In this study, we have conducted a comprehensive evaluation of the native erasure code plugins in the Ceph system, including Jerasure, Clay, ISA and Shec. These plugins are essential for providing basic erasure coding functionalities, crucial for data redundancy and reliability in Ceph. Specifically, Jerasure is widely used due to its general applicability, Clay is optimized for minimal storage overhead and ISA and Shec are known for their computational efficiency. In comparison, our LFEC-Accelerator approach demonstrated a significant performance enhancement. By leveraging FPGA-based hardware acceleration, the LFEC-Accelerator optimized the encoding process, resulting in substantial improvements in encoding speed and efficiency across various erasure coding configurations and file sizes.
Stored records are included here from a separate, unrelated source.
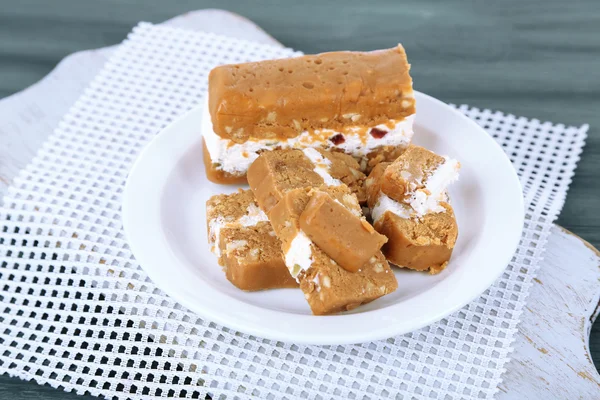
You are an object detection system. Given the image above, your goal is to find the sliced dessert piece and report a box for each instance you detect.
[373,197,458,274]
[269,185,398,315]
[201,45,415,183]
[366,155,458,274]
[206,190,298,291]
[381,145,460,216]
[248,147,366,213]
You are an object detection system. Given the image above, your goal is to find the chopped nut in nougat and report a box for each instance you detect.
[381,145,460,216]
[201,45,415,183]
[206,190,298,291]
[219,221,298,291]
[300,191,387,272]
[269,186,398,315]
[248,148,366,213]
[365,146,458,274]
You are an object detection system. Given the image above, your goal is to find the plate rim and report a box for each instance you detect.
[121,90,525,345]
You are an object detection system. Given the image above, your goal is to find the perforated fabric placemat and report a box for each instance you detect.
[0,24,587,399]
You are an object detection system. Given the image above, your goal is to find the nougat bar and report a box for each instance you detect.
[248,147,366,213]
[201,45,415,183]
[269,185,398,315]
[206,190,298,291]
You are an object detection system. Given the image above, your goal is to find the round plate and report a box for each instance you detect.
[122,92,524,344]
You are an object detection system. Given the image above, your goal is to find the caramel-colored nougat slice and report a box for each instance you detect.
[208,45,415,143]
[374,202,458,274]
[206,190,298,291]
[206,189,258,253]
[365,162,390,208]
[219,221,298,291]
[248,148,366,213]
[300,191,387,272]
[269,186,398,315]
[381,145,460,215]
[202,139,247,185]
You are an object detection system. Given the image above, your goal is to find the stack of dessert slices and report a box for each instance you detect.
[202,45,459,315]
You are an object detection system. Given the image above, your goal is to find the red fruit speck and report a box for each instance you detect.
[369,128,387,139]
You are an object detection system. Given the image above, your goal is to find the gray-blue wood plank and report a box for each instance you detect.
[0,0,600,400]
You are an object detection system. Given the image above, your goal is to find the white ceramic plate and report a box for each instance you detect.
[122,93,524,344]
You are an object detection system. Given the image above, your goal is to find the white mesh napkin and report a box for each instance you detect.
[0,24,587,399]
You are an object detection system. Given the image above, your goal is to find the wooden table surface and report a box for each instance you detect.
[0,0,600,400]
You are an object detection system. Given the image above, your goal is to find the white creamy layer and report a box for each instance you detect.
[285,231,312,280]
[302,147,342,186]
[208,203,269,257]
[371,192,411,223]
[201,101,415,174]
[408,156,460,217]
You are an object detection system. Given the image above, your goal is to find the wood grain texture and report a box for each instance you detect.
[0,0,600,399]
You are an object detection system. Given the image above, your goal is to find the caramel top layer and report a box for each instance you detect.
[208,45,415,143]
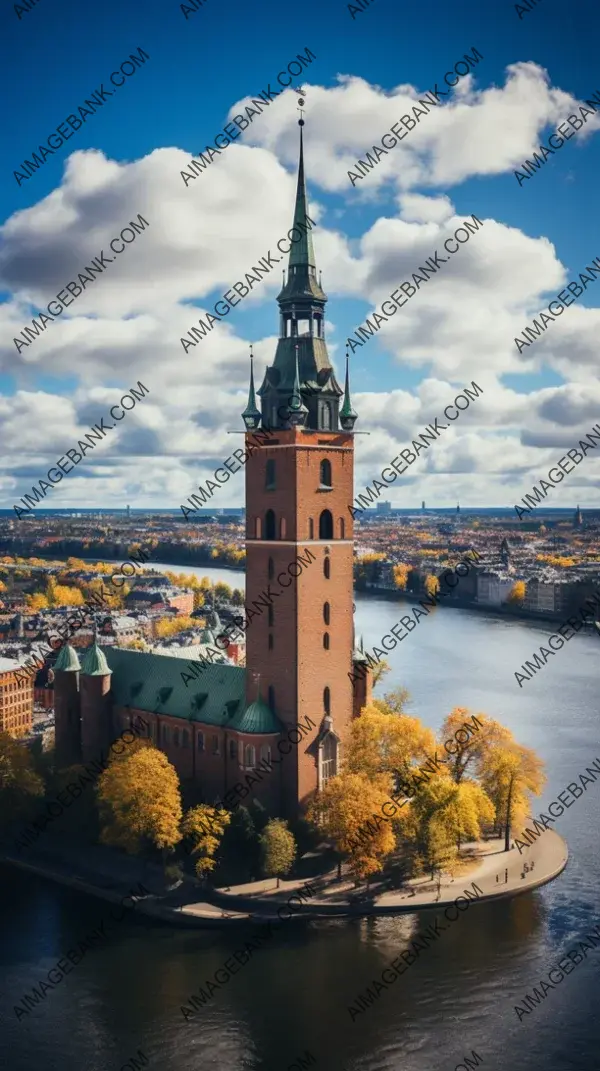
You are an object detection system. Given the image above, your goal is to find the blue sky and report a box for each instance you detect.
[0,0,600,508]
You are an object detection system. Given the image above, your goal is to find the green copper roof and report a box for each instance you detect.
[81,643,113,677]
[230,699,283,733]
[55,644,81,673]
[104,647,283,733]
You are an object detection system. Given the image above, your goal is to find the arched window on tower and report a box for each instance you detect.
[319,510,333,539]
[320,458,332,487]
[320,733,338,788]
[265,510,276,539]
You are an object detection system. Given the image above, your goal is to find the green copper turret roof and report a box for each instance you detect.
[81,640,113,677]
[55,644,81,673]
[229,698,283,733]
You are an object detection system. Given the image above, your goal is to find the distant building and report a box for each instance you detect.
[477,569,514,606]
[0,655,33,736]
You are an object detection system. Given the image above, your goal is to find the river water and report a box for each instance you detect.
[0,564,600,1071]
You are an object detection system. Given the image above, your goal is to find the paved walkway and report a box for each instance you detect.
[3,829,569,926]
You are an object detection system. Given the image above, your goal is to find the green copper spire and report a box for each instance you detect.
[242,344,260,432]
[55,644,81,673]
[289,120,316,268]
[288,346,309,427]
[257,106,344,432]
[340,350,358,432]
[81,639,113,677]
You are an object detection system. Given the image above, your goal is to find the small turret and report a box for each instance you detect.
[55,644,81,768]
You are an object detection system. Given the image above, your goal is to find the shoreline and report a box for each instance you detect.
[0,830,569,929]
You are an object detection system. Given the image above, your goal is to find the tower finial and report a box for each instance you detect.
[340,350,358,432]
[242,343,260,432]
[294,86,306,126]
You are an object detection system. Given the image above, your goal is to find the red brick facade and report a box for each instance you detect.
[245,428,354,815]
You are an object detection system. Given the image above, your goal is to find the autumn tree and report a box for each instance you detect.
[439,707,513,784]
[214,580,231,602]
[25,591,48,613]
[154,616,198,639]
[481,735,546,851]
[507,580,527,606]
[0,730,44,825]
[181,803,231,879]
[424,573,439,598]
[53,584,85,606]
[345,706,435,780]
[259,818,296,889]
[308,775,395,878]
[392,563,410,591]
[96,739,181,859]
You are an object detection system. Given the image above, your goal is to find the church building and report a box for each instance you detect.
[55,119,371,818]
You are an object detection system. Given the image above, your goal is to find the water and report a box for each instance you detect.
[0,564,600,1071]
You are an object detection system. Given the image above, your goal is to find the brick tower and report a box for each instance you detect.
[242,110,357,817]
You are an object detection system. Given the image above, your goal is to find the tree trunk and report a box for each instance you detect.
[505,774,514,851]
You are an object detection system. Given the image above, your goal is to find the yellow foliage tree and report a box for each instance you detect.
[154,617,198,639]
[0,730,44,825]
[25,591,48,613]
[96,739,181,855]
[53,584,85,606]
[439,707,513,784]
[181,803,231,878]
[258,818,296,889]
[507,580,527,605]
[481,740,546,851]
[392,564,410,591]
[425,573,439,595]
[308,775,395,878]
[345,704,435,780]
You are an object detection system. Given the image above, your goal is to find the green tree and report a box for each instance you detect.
[181,803,231,878]
[250,797,269,836]
[259,818,296,889]
[220,805,258,883]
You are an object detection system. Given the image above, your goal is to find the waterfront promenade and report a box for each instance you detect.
[2,829,569,927]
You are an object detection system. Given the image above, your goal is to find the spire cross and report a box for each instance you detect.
[295,86,306,126]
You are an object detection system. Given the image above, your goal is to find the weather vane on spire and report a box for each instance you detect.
[294,86,306,126]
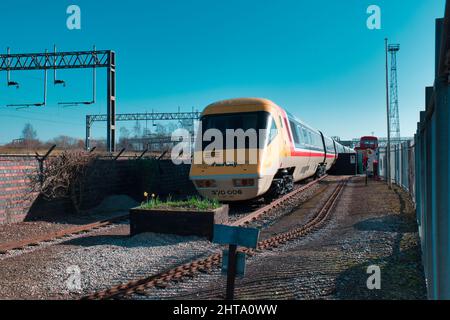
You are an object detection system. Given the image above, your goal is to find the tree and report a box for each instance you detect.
[22,123,37,141]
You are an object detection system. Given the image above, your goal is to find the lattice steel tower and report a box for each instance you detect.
[388,44,400,143]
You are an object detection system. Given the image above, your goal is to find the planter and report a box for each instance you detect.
[130,205,228,240]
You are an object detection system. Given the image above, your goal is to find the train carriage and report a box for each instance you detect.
[190,98,344,201]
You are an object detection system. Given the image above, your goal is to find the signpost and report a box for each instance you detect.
[213,224,259,300]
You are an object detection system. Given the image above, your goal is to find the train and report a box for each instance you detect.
[189,98,355,202]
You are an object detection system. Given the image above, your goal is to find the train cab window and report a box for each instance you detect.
[289,120,300,146]
[200,111,270,150]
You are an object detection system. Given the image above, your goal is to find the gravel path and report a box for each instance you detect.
[139,178,426,299]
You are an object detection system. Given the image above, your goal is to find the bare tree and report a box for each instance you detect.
[30,151,107,212]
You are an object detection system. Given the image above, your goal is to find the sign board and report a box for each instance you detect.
[213,224,259,248]
[222,250,245,277]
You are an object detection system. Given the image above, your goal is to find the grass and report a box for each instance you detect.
[140,197,222,210]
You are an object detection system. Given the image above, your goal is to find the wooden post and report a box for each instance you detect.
[226,244,237,300]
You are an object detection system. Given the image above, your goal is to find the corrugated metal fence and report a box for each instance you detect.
[379,8,450,299]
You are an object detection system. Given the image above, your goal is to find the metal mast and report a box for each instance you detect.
[388,44,400,143]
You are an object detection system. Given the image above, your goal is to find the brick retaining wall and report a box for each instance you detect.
[0,156,195,224]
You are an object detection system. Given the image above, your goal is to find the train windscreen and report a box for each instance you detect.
[200,111,271,150]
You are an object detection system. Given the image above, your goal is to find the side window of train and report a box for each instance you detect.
[299,127,311,145]
[267,119,278,144]
[289,120,300,146]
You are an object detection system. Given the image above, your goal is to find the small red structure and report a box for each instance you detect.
[355,136,378,152]
[355,136,378,179]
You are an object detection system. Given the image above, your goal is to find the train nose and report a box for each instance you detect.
[193,177,259,201]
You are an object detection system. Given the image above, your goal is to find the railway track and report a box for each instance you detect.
[82,177,348,300]
[0,214,129,254]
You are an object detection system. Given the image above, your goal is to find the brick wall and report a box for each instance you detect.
[0,156,195,224]
[0,156,38,224]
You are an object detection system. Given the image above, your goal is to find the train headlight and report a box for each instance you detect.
[195,180,217,188]
[233,179,255,187]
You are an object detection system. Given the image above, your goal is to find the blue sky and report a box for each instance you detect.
[0,0,445,143]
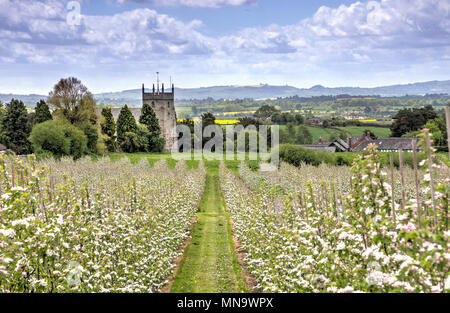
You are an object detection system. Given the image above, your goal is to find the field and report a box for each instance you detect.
[280,125,391,142]
[0,146,450,293]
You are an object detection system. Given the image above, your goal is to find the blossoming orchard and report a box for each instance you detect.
[0,128,450,293]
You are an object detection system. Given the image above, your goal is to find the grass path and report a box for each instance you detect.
[170,161,249,293]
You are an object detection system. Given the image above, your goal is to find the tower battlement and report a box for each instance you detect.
[142,83,178,151]
[142,84,175,100]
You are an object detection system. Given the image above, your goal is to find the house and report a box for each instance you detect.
[348,133,420,152]
[306,117,323,126]
[301,138,348,152]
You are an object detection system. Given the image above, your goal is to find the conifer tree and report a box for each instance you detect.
[100,107,116,152]
[3,99,31,154]
[139,103,161,137]
[117,105,138,145]
[34,100,53,124]
[139,103,165,152]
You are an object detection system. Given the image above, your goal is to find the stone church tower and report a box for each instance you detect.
[142,83,178,151]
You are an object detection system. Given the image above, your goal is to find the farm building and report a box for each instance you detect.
[301,139,348,152]
[348,133,419,152]
[301,133,420,152]
[305,117,323,125]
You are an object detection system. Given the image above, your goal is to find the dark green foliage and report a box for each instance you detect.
[137,124,150,152]
[29,120,88,159]
[253,105,279,118]
[177,118,194,132]
[238,116,263,128]
[296,125,313,144]
[274,144,426,168]
[34,100,53,124]
[139,103,161,136]
[120,132,139,153]
[138,103,165,152]
[270,112,305,125]
[76,123,99,153]
[279,144,336,166]
[391,105,437,137]
[3,99,32,154]
[117,105,138,146]
[0,101,8,146]
[100,107,116,152]
[150,137,166,153]
[202,112,216,129]
[47,77,97,125]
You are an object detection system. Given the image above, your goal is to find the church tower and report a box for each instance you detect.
[142,79,178,152]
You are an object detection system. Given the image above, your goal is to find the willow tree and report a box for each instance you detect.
[47,77,97,125]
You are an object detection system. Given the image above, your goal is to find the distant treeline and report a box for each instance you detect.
[176,94,450,115]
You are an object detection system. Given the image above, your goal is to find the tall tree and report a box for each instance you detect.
[100,107,116,152]
[391,105,437,137]
[139,103,165,152]
[3,99,31,154]
[0,101,8,146]
[297,125,314,144]
[117,105,138,145]
[34,100,53,124]
[139,103,161,137]
[202,112,216,129]
[253,105,279,118]
[47,77,97,125]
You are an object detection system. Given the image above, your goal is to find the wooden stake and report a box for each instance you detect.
[425,130,437,227]
[445,105,450,159]
[389,153,397,229]
[398,149,406,211]
[412,139,421,228]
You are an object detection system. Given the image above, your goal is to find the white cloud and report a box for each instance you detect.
[117,0,258,8]
[0,0,450,91]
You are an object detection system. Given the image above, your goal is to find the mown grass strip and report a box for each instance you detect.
[171,161,248,293]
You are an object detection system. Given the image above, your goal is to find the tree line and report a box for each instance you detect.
[0,77,165,159]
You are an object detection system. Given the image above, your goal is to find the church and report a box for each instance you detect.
[142,83,178,151]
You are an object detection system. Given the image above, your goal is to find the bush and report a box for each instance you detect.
[29,120,88,159]
[76,123,99,153]
[120,132,139,153]
[274,144,426,168]
[279,144,336,166]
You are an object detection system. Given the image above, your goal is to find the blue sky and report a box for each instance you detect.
[0,0,450,94]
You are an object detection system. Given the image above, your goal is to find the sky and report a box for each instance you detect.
[0,0,450,94]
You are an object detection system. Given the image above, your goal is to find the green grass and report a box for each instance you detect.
[171,161,248,293]
[337,126,391,137]
[280,125,391,142]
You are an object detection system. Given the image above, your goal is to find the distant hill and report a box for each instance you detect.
[0,80,450,106]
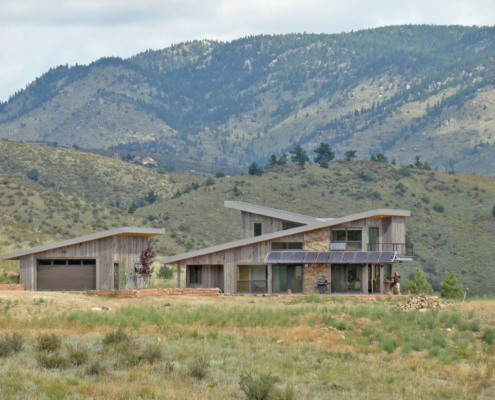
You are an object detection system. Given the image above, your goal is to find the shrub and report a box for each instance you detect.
[189,357,208,380]
[483,327,495,345]
[408,268,433,294]
[86,360,105,375]
[440,271,462,299]
[239,372,277,400]
[157,265,174,279]
[0,333,24,357]
[103,328,131,346]
[36,352,70,369]
[36,333,62,352]
[433,203,445,213]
Experimental results indicate that, in certain configurations and file sizes, the LFEC-Accelerator’s encoding rate increased up to 3.04 times compared to traditional plugins. This improvement reflects not only in processing speed but also in reduced storage and computational requirements, thereby enhancing the overall performance and scalability of the Ceph system.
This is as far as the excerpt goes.